For what its worth there is also a specification for the playback level for films, which is treated almost religiously in film mixing stages but we can only wish the same was true of commercial movie theatres, which it seems is more based on who complains the loudest ie either “ITS TOO LOUD” (turn it down), or “I can’t understand the dialogue” (turn it up). Sadly the former complaint is often caused by amps & speakers that cannot handle the volume & what the people are actually complaining about is distortion, not level… I experienced such problems first hand a few years ago when a director complained about how his film was sounding in the theatres. He had been very happy throughout the mixing process & double head screening, so was mostly concerned that it was a print problem. I agreed to join him at one of the theatres where it was screening so we could check it out. We arrived between screenings, got the manager involved & asked them to play the first five minutes for us. It took two minutes to see what the problem was – this theatre was so crap it had its monitoring set up so the Left, Centre & Right speakers were all coming out one centre speaker, and the stereo surrounds weren’t stereo at all – they were mono!
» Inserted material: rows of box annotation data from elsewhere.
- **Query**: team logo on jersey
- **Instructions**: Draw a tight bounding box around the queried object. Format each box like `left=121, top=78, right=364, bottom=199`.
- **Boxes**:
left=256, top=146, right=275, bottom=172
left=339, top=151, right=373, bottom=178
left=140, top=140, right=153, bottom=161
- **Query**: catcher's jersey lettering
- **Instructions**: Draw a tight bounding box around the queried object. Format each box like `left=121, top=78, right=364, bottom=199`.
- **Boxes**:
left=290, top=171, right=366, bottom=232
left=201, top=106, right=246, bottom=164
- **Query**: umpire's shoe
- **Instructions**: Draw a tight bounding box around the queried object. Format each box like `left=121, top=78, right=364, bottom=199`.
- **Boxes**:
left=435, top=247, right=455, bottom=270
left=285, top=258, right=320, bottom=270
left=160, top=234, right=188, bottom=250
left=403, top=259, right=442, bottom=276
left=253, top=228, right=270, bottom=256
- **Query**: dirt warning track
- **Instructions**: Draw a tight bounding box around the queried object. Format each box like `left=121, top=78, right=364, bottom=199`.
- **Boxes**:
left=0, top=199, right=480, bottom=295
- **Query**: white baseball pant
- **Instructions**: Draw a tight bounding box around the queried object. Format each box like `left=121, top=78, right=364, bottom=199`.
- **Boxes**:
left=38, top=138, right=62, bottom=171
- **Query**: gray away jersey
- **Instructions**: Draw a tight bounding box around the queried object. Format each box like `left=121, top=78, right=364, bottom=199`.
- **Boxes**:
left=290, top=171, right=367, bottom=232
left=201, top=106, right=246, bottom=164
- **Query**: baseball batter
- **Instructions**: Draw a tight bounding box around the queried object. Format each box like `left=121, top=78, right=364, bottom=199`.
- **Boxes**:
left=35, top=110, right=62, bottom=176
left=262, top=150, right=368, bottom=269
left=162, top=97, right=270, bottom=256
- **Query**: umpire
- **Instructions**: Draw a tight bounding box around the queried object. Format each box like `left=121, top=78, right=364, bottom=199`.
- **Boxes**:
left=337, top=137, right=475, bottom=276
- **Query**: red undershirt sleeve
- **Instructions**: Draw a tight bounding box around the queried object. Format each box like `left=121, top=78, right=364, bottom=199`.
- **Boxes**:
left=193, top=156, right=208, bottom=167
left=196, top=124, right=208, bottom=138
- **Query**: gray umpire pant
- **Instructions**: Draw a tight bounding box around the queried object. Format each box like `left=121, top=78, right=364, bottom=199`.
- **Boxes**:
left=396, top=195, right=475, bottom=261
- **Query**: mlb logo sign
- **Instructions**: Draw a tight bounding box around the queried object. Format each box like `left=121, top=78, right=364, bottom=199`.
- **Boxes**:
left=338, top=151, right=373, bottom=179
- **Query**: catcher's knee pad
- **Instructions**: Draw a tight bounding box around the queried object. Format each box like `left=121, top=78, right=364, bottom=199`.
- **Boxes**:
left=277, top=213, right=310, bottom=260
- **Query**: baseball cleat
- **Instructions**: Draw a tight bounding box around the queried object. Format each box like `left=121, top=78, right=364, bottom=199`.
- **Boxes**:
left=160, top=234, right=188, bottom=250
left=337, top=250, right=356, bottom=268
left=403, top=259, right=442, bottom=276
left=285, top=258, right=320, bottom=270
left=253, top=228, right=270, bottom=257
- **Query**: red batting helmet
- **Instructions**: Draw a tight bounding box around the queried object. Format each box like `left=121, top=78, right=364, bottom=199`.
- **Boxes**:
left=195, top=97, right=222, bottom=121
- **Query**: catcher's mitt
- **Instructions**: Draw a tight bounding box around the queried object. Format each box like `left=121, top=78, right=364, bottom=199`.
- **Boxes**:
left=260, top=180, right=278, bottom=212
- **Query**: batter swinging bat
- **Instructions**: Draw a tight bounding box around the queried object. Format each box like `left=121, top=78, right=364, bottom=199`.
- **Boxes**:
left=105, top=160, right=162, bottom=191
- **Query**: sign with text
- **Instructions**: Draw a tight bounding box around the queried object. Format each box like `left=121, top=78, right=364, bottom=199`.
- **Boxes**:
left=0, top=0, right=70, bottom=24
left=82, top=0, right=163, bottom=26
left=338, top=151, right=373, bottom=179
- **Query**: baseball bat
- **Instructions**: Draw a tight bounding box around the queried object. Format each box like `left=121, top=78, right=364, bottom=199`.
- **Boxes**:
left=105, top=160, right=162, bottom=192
Aside from that, when they stopped the projector there was an earth hum coming from the speakers which was so loud that if it was on a piece of dialogue we would have cued it for ADR. All I could do was quietly suggest that film maker never screens his films in that theatre again & I made a mental note to never go & see a film in that theatre. After the millions of dollars spent making the film, here at the last step it was being reduced to less than what you might expect from a no budget film with practically no sound post production. And they have the nerve to charge the same price as a properly functioning theatre!?! ARG!!!! May they rot in hell!!!!!